Performs scheduling, registration, pre-admission processing, wayfinding, and other administrative duties in accordance with department-specific standards for data entry and patient selection. May verify insurance benefit eligibility and complete insurance pre-certification and authorization, as well as create and/or finalize cost estimates. Collaborates with care teams and revenue cycle partners to identify and eliminate barriers to access, reimbursement, and affordable care. Educates patients and families on the financial clearance process and provides information regarding estimated costs of services and available financial assistance options.

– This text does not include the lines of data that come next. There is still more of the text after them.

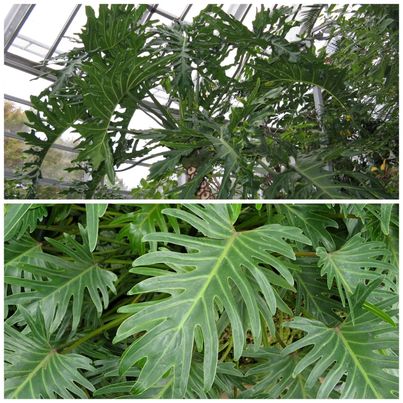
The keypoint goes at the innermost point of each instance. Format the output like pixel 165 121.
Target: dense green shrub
pixel 213 301
pixel 244 119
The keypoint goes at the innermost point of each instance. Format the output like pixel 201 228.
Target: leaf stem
pixel 305 253
pixel 228 349
pixel 95 332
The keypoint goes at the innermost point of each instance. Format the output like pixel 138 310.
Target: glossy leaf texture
pixel 35 369
pixel 203 301
pixel 245 119
pixel 224 259
pixel 363 351
pixel 58 281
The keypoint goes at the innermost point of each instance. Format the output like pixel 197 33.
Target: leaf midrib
pixel 210 277
pixel 358 364
pixel 339 273
pixel 40 365
pixel 19 256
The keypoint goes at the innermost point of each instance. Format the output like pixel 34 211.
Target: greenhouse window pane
pixel 56 162
pixel 44 24
pixel 22 85
pixel 68 41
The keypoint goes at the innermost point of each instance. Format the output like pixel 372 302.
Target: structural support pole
pixel 14 21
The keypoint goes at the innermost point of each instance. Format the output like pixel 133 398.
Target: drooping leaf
pixel 314 220
pixel 144 221
pixel 362 351
pixel 386 213
pixel 351 264
pixel 62 281
pixel 273 377
pixel 221 261
pixel 314 298
pixel 34 367
pixel 20 218
pixel 94 212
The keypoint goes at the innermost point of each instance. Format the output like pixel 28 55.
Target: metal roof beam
pixel 14 21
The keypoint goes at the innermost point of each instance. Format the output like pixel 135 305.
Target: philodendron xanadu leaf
pixel 22 217
pixel 62 281
pixel 274 372
pixel 362 351
pixel 34 367
pixel 352 264
pixel 313 220
pixel 222 260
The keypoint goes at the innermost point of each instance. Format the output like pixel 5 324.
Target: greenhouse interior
pixel 233 101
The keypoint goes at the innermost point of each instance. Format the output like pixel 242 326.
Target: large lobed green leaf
pixel 57 281
pixel 364 352
pixel 34 367
pixel 214 268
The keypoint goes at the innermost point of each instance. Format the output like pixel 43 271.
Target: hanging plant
pixel 201 301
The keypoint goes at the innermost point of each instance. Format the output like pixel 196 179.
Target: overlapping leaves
pixel 57 281
pixel 35 369
pixel 224 260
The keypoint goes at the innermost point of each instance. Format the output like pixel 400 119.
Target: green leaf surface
pixel 93 213
pixel 34 367
pixel 352 264
pixel 354 350
pixel 20 217
pixel 60 281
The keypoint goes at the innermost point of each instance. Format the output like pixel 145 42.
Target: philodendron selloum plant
pixel 240 103
pixel 201 301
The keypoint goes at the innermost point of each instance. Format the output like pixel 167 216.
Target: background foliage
pixel 244 118
pixel 201 301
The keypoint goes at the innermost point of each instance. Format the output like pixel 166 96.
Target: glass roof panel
pixel 21 84
pixel 68 41
pixel 41 29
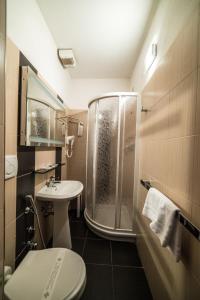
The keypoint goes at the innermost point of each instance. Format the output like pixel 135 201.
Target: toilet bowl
pixel 50 274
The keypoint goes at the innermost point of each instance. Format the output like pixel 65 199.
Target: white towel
pixel 162 212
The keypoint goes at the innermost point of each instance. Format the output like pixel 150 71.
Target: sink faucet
pixel 51 182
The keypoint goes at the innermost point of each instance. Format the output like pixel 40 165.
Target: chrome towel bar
pixel 182 219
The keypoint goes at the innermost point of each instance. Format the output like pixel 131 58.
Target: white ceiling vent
pixel 67 58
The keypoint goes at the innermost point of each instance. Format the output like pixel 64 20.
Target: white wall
pixel 83 90
pixel 168 20
pixel 27 29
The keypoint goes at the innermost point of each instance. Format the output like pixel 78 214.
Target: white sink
pixel 62 191
pixel 61 194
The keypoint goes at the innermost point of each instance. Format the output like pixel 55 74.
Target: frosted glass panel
pixel 107 133
pixel 39 119
pixel 90 159
pixel 110 162
pixel 128 128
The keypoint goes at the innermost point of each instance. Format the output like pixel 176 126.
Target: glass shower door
pixel 127 161
pixel 106 161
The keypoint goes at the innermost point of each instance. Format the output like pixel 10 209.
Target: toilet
pixel 50 274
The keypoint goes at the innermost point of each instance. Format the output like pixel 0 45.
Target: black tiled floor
pixel 77 245
pixel 78 229
pixel 114 270
pixel 130 283
pixel 92 235
pixel 125 254
pixel 97 252
pixel 99 283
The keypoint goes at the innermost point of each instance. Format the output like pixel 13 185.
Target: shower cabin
pixel 112 165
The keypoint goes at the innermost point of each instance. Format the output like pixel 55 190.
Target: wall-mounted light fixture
pixel 151 56
pixel 66 57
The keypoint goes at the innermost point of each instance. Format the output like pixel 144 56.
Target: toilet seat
pixel 50 274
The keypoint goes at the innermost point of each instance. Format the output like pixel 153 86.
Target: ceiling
pixel 106 35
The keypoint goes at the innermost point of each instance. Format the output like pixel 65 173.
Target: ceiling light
pixel 151 56
pixel 66 58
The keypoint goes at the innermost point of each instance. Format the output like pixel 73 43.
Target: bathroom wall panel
pixel 10 203
pixel 10 244
pixel 170 135
pixel 25 186
pixel 58 158
pixel 26 160
pixel 76 165
pixel 182 108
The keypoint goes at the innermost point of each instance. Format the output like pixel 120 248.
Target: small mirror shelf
pixel 41 113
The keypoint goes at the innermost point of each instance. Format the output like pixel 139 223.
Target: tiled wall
pixel 170 158
pixel 76 165
pixel 2 101
pixel 29 159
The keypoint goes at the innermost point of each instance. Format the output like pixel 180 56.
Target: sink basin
pixel 61 191
pixel 61 194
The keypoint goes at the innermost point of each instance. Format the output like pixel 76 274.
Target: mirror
pixel 41 112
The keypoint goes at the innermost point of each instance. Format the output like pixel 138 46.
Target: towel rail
pixel 182 219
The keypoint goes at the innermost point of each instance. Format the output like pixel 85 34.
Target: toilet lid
pixel 50 274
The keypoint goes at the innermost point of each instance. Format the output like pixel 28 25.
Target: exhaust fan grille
pixel 67 58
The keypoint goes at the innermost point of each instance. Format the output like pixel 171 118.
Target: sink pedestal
pixel 61 229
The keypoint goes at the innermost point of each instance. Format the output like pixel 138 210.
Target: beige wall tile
pixel 196 214
pixel 180 166
pixel 76 165
pixel 189 45
pixel 11 144
pixel 10 243
pixel 197 120
pixel 2 167
pixel 195 176
pixel 44 158
pixel 169 157
pixel 10 200
pixel 12 75
pixel 182 107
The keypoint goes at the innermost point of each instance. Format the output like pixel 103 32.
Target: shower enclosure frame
pixel 115 233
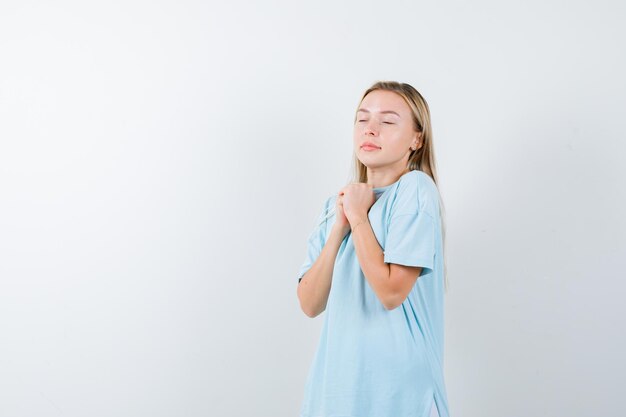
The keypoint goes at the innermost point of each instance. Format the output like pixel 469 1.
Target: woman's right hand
pixel 341 222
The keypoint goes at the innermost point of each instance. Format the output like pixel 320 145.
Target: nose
pixel 370 128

Performs assigned administrative and Admission, Discharge, and Transfer (ADT) functions across multiple clinics and registration areas within the institution.

Requirements

  • Completion of a high school level education with attainment of a high school diploma or a State High School Equivalency Certificate (GED) is required.
  • 1 year of work experience in a clerical, customer service or receptionist position, preferably in a healthcare setting is required.

Nice To Haves

  • Certification and memberships to local organizations such as AAHAM, NAHAM, etc. preferred.
  • 2 years’ work experience preferred.

Responsibilities

  • Serves as the first point of contact for patients and visitors who enter the facilities and is responsible for all aspects of customer service for Patient Access/Patient Administrative Services areas in a manner that ensures a customer focused, quality conscious work climate recognizing that patients visits are filled with anxiety and unknowns.
  • Primary functions include focusing on interpersonal skills, data collection, the ability to assess situations, and to assist the team in developing solutions to achieve excellence in customer service while ensuring the financial viability of the hospital.
  • Collects and verifies patient and insurance demographics, verifies insurance benefits and coverage by reviewing benefits collection in Epic, provides cost estimates, securing pre-certifications and/or pre-notifications for patient services, collection of co-pay and deposits prior to services and providing financial assistance to patient.
  • Provides wayfinding to all clinics which Patient Administrative Services provides registration assistance. Staff must be aware of clinic locations in order to safely and efficiently navigate patients to their appointments.
  • Maintains regulatory and functional knowledge of all registration information required, which ensures timely and accurate reporting/billing; also obtains all required signatures, and performs clerical duties as necessary.
  • Educates patients regarding adequate insurance coverage. Understands applicable hospital and physician billing requirements and communicates the proper procedures and requirements to patients.
  • Communicates coverage issues to the service areas; works with patients and staff to resolve.
  • Ensures accuracy and completion of paperwork, prior to filing admissions. Contacts physician/clinical staff to assist with incomplete patient registration paperwork. Distributes admission documents if required.
  • Maintains department scheduling templates for applicable providers in outpatient department locations. Ensuring appropriate scheduling utilization.
  • Maintains consistent contact with the Care Management team and Social Work departments to ensure required information has been obtained for reimbursement, and that pre-admission and pre-certification requirements are followed.
  • Assists supervisor with training of new Admitting staff by demonstrating department operating processes and procedures.